Agaknya sikap ayahnya yang mudah merayu wanita itu seolah-olah terlalu dibuat-buat! Beginikah sesungguhnya watak dasar dari pria ini? Dia masih meragu.

“Bu-taihiap,” kata Nandini yang tidak bisa mengubah sebutan Bu-taihiap itu kepada pria yang menjadi ayah kandung puterinya itu, “sesungguhnya, kedatanganku bersama anakmu Siok Lan ini adalah untuk keperluan anak kita itu.”

“Tentu saja,” jawab Bu Seng Kin. “Dia berhak untuk bertemu dengan Ayahnya. Kau duduklah, Siok Lan.” kata Bu Seng Kin sambil menarik bangun puterinya. Dara itupun lalu duduk di atas sebuah bangku, di dekat ibunya.

“Bukan begitu maksudku. Ketahuilah bahwa seperti yang telah kuceritakan tadi, aku baru saja mengalami kekalahan dalam memimpin pasukanku, kalah melawan pasukan Kerajaan Ceng sehingga terpaksa aku melepaskan Lhagat dan pergi ke sini. Nah, didalam peristiwa itu, terjadi hal yang menimpa anak kita, yang membuat aku bingung sekali dan terpaksa kami datang untuk minta bantuanmu.”

“Tentu saja aku siap membantu anakku. Urusan apakah itu?”

Nandini lalu dengan singkat menceritakan betapa ketika dia masih memimpin pasukan menduduki Lhagat, di situ muncul seorang jenderal muda yang menyelinap dan menyamar, dan jenderal muda itu akhirnya telah berhasil mengalahkannya dalam perang.

“Ketika Jenderal muda itu menyamar dan menyusup ke Lhagat, dia menjadi seorang pemburu muda dan dengan pandainya dia berhasil menjadi tamu kami karena dia pernah menyelamatkan nyawa Siok Lan. Kemudian.... mereka berdua, Jenderal Muda itu dan Siok Lan, saling jatuh cinta....“

“Bagus sekali! Anakku pantas menjadi isteri Jenderal Muda!” pendekar itu berkata sambil tertawa girang.

“Enak saja kau bicara! Tidak begitu mudah!”

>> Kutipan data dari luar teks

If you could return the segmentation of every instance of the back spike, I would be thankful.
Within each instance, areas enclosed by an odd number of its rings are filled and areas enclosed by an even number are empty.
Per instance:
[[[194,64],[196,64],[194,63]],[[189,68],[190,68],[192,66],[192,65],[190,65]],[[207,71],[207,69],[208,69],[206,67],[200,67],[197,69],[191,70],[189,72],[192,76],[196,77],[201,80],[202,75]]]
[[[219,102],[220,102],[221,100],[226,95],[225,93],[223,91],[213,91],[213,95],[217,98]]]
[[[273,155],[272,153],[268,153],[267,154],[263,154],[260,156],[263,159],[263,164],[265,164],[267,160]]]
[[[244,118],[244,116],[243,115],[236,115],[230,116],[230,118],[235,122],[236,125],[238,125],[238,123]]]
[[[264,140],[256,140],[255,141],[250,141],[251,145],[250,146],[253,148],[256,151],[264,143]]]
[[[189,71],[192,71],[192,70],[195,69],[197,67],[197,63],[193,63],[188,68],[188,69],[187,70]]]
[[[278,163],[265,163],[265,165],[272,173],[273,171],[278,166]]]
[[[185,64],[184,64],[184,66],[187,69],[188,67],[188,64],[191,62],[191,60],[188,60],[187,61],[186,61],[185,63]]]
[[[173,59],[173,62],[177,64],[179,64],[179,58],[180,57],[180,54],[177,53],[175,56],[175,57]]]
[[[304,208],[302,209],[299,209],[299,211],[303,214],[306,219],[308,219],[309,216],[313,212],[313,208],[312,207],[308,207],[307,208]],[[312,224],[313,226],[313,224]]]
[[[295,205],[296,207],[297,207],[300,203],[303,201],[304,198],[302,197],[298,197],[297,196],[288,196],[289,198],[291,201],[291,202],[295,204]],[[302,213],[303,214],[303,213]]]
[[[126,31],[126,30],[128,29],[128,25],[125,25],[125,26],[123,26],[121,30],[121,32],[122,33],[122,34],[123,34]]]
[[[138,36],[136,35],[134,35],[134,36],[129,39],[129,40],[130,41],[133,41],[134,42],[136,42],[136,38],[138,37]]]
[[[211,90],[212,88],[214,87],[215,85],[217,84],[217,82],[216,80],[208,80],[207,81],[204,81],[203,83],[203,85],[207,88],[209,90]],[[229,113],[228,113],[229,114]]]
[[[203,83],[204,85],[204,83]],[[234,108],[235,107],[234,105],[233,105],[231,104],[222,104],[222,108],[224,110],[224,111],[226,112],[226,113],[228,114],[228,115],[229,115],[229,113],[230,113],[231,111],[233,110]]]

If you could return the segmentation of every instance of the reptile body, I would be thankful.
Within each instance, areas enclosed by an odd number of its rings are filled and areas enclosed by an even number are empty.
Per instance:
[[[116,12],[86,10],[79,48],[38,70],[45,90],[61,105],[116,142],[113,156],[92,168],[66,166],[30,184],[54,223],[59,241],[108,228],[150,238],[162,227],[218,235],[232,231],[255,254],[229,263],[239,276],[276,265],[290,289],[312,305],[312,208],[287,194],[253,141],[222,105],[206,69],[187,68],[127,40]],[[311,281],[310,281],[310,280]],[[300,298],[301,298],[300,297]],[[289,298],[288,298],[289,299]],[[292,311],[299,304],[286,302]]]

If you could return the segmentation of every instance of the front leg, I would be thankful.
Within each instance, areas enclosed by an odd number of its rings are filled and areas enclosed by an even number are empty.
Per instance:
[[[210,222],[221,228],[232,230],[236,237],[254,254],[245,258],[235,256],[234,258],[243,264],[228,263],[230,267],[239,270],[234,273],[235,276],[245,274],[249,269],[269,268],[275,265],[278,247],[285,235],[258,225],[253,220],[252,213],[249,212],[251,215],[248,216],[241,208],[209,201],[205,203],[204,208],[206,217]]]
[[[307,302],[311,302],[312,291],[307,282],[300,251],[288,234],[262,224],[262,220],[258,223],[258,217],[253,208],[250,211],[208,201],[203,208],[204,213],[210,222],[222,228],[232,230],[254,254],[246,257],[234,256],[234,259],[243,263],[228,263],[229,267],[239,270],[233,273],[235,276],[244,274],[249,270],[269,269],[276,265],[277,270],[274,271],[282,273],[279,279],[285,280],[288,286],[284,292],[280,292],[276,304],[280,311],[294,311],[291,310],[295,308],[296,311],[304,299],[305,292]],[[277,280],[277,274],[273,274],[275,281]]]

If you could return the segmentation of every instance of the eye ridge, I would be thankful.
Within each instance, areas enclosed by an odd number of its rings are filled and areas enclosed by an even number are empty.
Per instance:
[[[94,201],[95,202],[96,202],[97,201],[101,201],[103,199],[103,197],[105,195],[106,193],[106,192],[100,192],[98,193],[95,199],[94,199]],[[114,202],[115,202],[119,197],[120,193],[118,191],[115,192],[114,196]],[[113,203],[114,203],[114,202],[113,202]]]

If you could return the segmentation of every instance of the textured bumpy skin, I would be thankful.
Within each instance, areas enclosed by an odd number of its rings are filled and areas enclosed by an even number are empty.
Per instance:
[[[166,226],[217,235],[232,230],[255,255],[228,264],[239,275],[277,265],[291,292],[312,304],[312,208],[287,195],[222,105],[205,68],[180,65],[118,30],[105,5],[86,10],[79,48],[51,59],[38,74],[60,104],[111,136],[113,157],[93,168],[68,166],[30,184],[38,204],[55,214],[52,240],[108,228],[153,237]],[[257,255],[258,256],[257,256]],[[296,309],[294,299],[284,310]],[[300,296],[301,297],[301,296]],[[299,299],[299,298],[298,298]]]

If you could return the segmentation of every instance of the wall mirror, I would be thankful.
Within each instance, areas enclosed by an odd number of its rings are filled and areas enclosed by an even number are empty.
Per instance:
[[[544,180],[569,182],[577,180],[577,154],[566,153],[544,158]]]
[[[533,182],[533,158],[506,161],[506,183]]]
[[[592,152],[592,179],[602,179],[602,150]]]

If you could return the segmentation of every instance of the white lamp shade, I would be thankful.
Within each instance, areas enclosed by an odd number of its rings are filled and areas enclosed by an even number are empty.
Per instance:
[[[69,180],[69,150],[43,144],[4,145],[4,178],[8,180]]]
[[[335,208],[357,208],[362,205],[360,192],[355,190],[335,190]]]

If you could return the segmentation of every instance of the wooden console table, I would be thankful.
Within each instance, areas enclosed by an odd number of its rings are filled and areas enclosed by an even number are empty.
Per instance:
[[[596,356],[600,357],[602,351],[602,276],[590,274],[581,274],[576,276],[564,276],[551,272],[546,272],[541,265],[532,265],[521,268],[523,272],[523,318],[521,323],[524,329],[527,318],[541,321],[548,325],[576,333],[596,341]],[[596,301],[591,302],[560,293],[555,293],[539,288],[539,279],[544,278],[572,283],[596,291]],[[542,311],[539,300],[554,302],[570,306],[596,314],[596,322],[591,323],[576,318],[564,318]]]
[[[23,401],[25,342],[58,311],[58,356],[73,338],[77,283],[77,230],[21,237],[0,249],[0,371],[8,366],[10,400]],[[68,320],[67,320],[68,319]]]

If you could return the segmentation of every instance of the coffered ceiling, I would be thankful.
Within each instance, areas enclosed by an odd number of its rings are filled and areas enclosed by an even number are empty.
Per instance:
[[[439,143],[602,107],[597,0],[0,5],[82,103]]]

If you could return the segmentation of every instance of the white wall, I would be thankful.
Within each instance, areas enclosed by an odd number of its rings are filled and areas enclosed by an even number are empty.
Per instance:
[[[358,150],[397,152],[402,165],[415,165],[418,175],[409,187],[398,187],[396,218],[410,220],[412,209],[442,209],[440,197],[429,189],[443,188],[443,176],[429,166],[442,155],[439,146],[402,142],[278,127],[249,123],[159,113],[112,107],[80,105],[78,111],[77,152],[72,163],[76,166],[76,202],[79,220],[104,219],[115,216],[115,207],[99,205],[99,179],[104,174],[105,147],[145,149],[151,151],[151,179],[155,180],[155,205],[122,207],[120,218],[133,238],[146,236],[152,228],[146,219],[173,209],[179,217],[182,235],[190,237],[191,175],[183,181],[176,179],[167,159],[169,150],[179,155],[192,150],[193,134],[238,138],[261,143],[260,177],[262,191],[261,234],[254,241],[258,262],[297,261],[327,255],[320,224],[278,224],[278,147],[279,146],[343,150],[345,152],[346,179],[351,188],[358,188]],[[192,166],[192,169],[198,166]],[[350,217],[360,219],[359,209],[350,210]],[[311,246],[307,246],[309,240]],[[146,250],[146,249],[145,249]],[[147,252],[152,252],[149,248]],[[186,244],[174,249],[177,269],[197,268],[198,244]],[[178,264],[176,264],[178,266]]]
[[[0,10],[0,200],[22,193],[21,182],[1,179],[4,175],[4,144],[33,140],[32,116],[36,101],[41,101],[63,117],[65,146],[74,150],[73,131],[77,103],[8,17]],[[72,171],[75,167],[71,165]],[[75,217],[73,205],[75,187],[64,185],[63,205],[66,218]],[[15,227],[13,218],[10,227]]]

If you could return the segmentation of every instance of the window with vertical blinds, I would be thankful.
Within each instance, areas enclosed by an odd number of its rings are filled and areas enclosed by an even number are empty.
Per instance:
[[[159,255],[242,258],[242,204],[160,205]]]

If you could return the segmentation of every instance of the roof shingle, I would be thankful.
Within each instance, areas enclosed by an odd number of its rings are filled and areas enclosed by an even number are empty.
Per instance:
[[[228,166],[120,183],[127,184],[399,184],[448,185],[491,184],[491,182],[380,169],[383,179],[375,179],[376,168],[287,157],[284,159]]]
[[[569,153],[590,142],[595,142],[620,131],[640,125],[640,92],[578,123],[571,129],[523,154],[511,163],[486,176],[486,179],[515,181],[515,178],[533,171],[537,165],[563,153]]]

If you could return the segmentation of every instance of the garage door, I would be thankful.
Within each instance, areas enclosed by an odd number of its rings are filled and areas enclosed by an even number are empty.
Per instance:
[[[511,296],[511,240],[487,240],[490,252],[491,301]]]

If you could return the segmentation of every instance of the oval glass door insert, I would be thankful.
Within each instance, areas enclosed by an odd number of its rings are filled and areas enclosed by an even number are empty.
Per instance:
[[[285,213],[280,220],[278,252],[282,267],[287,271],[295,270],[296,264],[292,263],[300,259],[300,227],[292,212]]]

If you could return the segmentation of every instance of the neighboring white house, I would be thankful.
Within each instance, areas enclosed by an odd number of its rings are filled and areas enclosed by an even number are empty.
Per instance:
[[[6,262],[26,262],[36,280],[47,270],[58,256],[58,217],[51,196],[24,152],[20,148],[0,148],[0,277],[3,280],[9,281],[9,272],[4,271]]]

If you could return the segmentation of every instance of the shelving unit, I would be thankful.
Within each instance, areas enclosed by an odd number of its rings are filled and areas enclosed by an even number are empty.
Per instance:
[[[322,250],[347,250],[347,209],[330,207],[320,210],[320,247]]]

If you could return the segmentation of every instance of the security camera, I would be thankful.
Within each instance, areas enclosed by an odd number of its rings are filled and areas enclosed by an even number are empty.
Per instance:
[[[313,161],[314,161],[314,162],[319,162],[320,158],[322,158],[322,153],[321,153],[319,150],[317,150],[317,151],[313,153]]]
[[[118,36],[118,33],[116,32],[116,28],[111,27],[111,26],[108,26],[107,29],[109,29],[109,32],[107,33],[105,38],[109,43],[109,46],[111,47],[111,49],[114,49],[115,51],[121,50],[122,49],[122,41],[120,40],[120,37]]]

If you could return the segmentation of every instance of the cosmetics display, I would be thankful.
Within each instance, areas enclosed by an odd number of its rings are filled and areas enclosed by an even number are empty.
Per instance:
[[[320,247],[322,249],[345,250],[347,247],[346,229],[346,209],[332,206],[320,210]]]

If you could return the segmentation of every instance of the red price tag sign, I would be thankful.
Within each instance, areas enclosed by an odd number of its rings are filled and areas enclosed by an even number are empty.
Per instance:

“Apa? Apa kau sendiri tidak setuju? Karena Jenderal itu adalah Jenderal yang pernah menjadi musuhmu?”

“Bukan begitu. Kekalahan itu membuat aku enggan pulang ke Nepal dan memang.... kami hendak mencarimu. Akan tetapi, engkau tidak tahu siapa Jenderal itu.”

“Siapa dia? Seorang jenderal muda, apa sih artinya? Tidak terlalu tinggi untuk puteriku, bahkan andaikata dia Pangeran pun tidak akan terlalu tinggi!”

“Engkau tidak tahu siapa dia. Jenderal Muda Itu bernama Kao Cin Liong, dan dia adalah putera dari Si Naga Sakti Gurun Pasir, cucu mendiang Jenderal Kao Liang!”

“Ahhh....!”

Yang mengeluarkan suara itu adalah Bu Seng Kin, Gu Cui Bi dan juga Tang Cun Ciu karena mereka terkejut bukan main mendengar nama-nama yang amat terkenal itu. Bahkan pendekar she Bu itu sendiri mengerutkan alisnya yang tebal, termangu-mangu. Kemudian dia memandang kepada puterinya dengan penuh perhatian. Dipandang seperti itu, Siok Lan menundukkan mukanya. Pendekar itu menggeleng kepala dan menarik napas panjang berkali-kali.

“Naga Sakti Gurun Pasir.... bukan main.!”

“Apakah kau hendak mengatakan bahwa dia tidak terlalu tinggi? Apakah kau masih berani memandang rendah?” Nandini bertanya dan yang ditanya seperti orang kehabisan akal karena terkejutnya.